All these evaluations and technology exchange projects have been built around two fundamental pillars. On the one hand, Pillar 1 focuses on the efforts of the three countries to support the creation of a fleet of attack submarines (SSNs). Instead, Pillar 2 focuses on advancing cooperation in various high-tech areas such as cyber capabilities, artificial intelligence, quantum computing, hypersonics and counter-hypersonics. Through Pillar 2, the document states, Australia, the United Kingdom and the United States have collaborated to accelerate the collective understanding of AI and autonomy technologies, as well as how to quickly integrate them into platforms for conducting security operations. implemented and integrated.
The use of swarms of drones (UAVs) is already a topic on the military agenda of many countries because of the support they provide when conducting operations on the ground.

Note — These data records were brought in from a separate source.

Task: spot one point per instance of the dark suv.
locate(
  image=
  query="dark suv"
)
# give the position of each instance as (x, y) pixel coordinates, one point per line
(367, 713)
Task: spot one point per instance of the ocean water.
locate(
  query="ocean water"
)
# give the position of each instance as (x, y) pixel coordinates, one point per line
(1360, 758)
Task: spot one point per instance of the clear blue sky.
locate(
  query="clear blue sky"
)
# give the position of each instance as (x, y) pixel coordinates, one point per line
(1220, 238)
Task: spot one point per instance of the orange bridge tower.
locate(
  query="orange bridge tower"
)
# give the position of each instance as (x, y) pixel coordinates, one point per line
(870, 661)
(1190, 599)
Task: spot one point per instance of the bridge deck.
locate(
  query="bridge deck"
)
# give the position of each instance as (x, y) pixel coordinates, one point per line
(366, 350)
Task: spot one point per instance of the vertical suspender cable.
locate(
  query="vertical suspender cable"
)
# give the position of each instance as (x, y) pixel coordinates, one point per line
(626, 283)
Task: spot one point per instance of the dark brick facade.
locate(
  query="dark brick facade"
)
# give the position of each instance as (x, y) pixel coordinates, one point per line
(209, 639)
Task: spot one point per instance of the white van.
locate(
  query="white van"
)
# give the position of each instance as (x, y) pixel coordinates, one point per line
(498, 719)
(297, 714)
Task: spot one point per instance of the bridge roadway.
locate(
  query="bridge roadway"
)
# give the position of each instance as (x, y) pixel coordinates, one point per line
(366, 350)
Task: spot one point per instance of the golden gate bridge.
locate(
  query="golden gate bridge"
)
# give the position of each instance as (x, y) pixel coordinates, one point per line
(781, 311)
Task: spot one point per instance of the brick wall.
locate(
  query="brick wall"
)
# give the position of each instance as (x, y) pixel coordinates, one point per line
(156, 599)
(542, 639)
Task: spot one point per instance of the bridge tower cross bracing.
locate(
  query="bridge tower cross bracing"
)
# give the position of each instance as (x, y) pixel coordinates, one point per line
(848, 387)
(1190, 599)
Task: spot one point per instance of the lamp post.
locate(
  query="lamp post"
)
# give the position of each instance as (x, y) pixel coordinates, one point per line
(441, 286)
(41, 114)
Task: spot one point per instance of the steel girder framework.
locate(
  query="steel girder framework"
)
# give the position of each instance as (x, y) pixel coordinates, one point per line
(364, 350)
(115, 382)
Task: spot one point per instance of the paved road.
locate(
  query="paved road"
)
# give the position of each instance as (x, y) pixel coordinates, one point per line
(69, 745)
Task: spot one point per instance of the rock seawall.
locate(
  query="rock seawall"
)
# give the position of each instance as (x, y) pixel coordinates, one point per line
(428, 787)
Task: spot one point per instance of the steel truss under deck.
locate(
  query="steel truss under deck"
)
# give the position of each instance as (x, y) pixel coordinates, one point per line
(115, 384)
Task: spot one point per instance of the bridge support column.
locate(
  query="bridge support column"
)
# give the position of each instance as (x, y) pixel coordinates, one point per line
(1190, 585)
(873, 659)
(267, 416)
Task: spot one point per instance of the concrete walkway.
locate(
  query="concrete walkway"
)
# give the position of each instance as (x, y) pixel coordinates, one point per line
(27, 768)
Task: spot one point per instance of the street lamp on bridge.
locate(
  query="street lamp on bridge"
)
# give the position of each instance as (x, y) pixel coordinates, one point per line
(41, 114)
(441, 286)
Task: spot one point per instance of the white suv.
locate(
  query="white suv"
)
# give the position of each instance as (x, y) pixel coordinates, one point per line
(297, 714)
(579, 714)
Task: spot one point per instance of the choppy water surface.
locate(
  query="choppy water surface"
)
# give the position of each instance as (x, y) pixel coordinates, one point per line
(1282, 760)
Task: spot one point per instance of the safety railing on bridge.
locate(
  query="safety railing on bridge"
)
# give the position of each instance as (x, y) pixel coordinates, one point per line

Either because of the interconnectivity they can provide, or because of the possibility of being remotely controlled, their ability to carry precision-guided bombs, or rather fulfill surveillance, reconnaissance and intelligence roles. They can also operate alongside manned stealth aircraft, thus extending the range of the sensor and increasing target detection capability.
Another advantage mentioned by the media Asian Times, is that these groups of drones can flood the enemy’s radar with multiple targets, forcing the enemy to use their limited air defense missiles and ammunition on maneuverable targets, while manned stealth Aircraft attack. For its part, the United States Department of Defense has already started a program Autonomous Multi-Domain Adaptive Swarms-of-Swarms (AMASS) for the development of drone swarms that can be launched from sea, air and land. AMASS aims to advance the capabilities of autonomous drones, working together to destroy air defenses, artillery pieces, missile launchers and command centers.